Félix não se conteve e explodiu em uma sonora gargalhada, provavelmente foi escutado pelas outras pessoas nos outros cômodos da casa.
– Você está rindo, Félix?
– Ai Niko... não sabia que você tinha esse talento pra contar piada! Isso sim, me surpreendeu.
– Não é piada, é verdade.
– Tá bom...
– Eu falei que sou fraco pra bebida.
– Pelos véus de Salomé, criatura, você acha que eu vou acreditar nisso? Niko, você tem todo o jeitinho de quem queria perder a virgindade com um namoradinho, em uma noite especial com champagne e à luz de velas!
– Mas foi especial. Quem disse que não foi?
– Especial? Com um estranho?
– Bom... é que... foi bom. Alias, foi muito bom.
– Como assim bom? Foi... foi melhor do que... melhor do que comigo? Se é que foi verdade!
– Bem... tinha algo especial nesse homem, confesso. Foi isso que não me deixou resistir e, quando dei por mim, já estávamos...
– Chega, Niko, chega! Não fala mais nada... sinceramente...
Naquele momento, enquanto Félix parecia incomodado, se remexendo no sofá alisando a sobrancelha com o dedo mínimo, foi Niko quem soltou uma gostosa gargalhada.
– Está com ciúmes Félix? Então você não duvida que isso aconteceu, você acreditou.
– Não senhor! E duvido sim. É mais fácil acreditar que eu namorei várias meninas na escola!
– Você namorou?
– Niko! Claro que não, criatura!
– Sei lá Félix...
– Sinceramente Carneirinho, eu te peço pra me contar um segredo, algo bombástico do seu passado, qualquer coisa... uma transgressão ou um mico que você pagou devido ao excesso de álcool... precisava inventar uma história cabeluda dessas?
– Bom Félix... eu não inventei...
– Time out! Time out! Pode parar. Eu devo ter pichado o Muro das Lamentações, viu... porque a culpa foi minha. Onde já se viu imaginar que você teria algo desse tipo pra contar...
– Bem...
– Carneirinho, você é daqueles que nunca aprontaram nada.
– Na verdade...
– Na verdade você deve ter, no máximo, pisado na grama algumas vezes. Estava la escrito "proibido pisar na grama" e você pisou, essa deve ter sido sua maior e única transgressão na vida.
– Sabe Félix...
– Sei. Sei sim! Se, por um acaso, algum dia você tomou todas em alguma ocasião deve ter é passado mal... ou ferrado no sono. Nicolas Corona aprontando... só rindo mesmo... há, há, há!
Niko desistiu de tentar fazer Félix acreditar na história que ele contava.

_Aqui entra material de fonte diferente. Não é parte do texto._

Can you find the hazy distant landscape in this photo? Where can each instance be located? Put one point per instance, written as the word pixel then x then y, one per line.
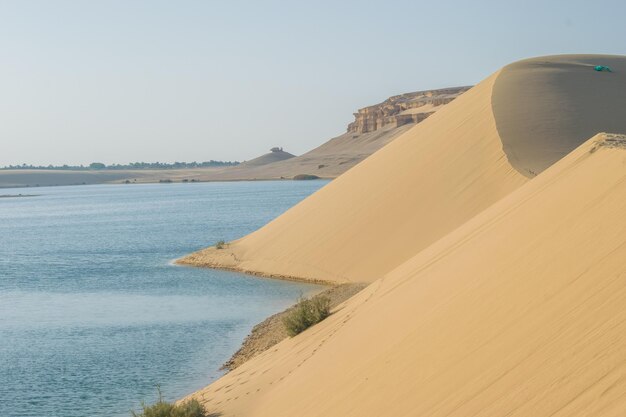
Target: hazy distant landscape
pixel 312 209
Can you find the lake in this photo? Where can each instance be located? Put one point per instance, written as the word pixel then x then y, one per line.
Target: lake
pixel 93 315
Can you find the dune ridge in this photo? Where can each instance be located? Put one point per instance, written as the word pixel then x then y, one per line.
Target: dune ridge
pixel 422 185
pixel 517 312
pixel 496 290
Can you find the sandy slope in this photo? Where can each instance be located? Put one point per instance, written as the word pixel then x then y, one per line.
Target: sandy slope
pixel 438 174
pixel 421 186
pixel 547 106
pixel 519 312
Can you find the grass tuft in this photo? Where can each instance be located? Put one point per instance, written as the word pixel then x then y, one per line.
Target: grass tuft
pixel 162 408
pixel 306 313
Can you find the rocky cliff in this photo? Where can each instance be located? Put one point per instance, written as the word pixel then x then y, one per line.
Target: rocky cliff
pixel 402 109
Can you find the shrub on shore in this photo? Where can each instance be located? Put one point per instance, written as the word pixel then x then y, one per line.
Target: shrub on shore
pixel 162 408
pixel 306 313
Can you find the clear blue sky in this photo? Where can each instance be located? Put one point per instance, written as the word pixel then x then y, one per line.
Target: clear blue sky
pixel 120 81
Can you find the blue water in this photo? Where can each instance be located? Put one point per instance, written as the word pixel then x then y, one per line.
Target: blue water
pixel 92 312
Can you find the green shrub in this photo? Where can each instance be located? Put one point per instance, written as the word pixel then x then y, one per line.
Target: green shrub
pixel 161 408
pixel 306 313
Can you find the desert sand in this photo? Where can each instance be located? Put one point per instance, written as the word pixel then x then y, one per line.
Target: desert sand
pixel 429 181
pixel 494 290
pixel 518 312
pixel 424 184
pixel 374 127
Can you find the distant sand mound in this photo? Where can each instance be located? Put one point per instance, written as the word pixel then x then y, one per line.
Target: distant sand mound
pixel 421 186
pixel 437 175
pixel 518 312
pixel 275 155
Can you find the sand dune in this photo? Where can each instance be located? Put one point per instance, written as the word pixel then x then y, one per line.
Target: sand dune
pixel 421 186
pixel 434 177
pixel 545 107
pixel 518 312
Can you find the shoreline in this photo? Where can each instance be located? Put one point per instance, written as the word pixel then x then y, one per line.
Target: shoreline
pixel 282 277
pixel 271 331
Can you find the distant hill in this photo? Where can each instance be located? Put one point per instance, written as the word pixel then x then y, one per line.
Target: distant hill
pixel 373 127
pixel 275 155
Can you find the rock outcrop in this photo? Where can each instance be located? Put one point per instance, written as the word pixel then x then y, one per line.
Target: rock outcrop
pixel 402 109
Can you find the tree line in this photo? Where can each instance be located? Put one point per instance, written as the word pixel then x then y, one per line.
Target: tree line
pixel 132 165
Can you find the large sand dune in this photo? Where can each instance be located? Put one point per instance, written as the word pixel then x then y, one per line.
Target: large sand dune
pixel 518 312
pixel 434 177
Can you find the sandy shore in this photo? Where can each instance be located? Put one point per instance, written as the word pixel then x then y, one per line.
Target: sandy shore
pixel 271 331
pixel 493 236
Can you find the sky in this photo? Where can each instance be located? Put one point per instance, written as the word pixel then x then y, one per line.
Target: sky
pixel 123 81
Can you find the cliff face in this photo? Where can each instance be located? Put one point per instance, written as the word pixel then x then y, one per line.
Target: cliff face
pixel 402 109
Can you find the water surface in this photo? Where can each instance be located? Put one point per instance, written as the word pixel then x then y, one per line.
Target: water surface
pixel 92 312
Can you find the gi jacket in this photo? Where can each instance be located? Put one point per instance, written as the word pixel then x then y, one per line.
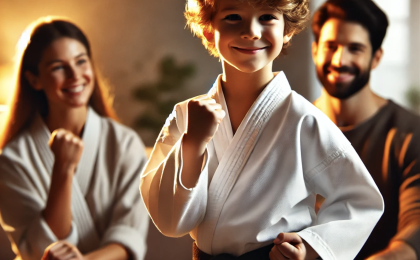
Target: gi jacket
pixel 263 180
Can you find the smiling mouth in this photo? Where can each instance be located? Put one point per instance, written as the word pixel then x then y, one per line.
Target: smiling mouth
pixel 340 77
pixel 250 50
pixel 75 90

Félix parecia duvidar totalmente ou, quem sabe, não queria mesmo ouvir. Fosse uma coisa ou outra, Niko apenas sorriu candidamente, abaixou a cabeça e decidiu acatar o que Félix dizia, terminando ali qualquer polêmica sobre ele ter ou não bebido à tal ponto.
– É Félix... você está certo.
– Mas a piada foi boa, viu? Como é mesmo? Você encheu a cara e perdeu a virgindade com um desconhecido. Ok... tá bom..
Ainda rindo, Félix levantou do sofá, deu a mão pro Carneirinho e o chamou para subir. Já era tarde. Foram se certificar de que os meninos dormiam bem e rumaram para o quarto de Félix, onde passariam a noite. A conversa continuou lá.
– Carneirinho, não quer me contar sobre a sua primeira vez? Mas sem viagens, criatura! Quero a mais pura verdade.
– Um dia Félix... um dia eu te conto...nós vamos até lá e eu te conto, ta?
– Até lá onde?
– É que não foi aqui na capital, nem na minha cidade... foi em outro lugar. Nós vamos até lá e eu te conto tudo, pode ser?
– Claro Carneirinho, como você quiser...
– Foi realmente ...digamos... diferente. E eu quero que você saiba.
– Tá bom. Mas só digo uma coisa. Já não gosto desse homem, seja lá quem for.
– Que homem?
– Esse homem, que foi seu primeiro... eu já estou com ciúmes dele...
– Não seja bobo, Félix...
– Tenho ciúmes, sim. Pronto falei.
– Mas não precisa. Vou te provar.
– Vai é? Posso saber como, senhor Corona?
– Tranca a porta, senhor Khoury. Tranca a porta, deita nessa cama e verás! Aproveita que ainda estou sob efeito de todo esse vinho que o senhor me fez beber...
– Adooorooo!
Félix trancou a porta do seu quarto e a cena terminou.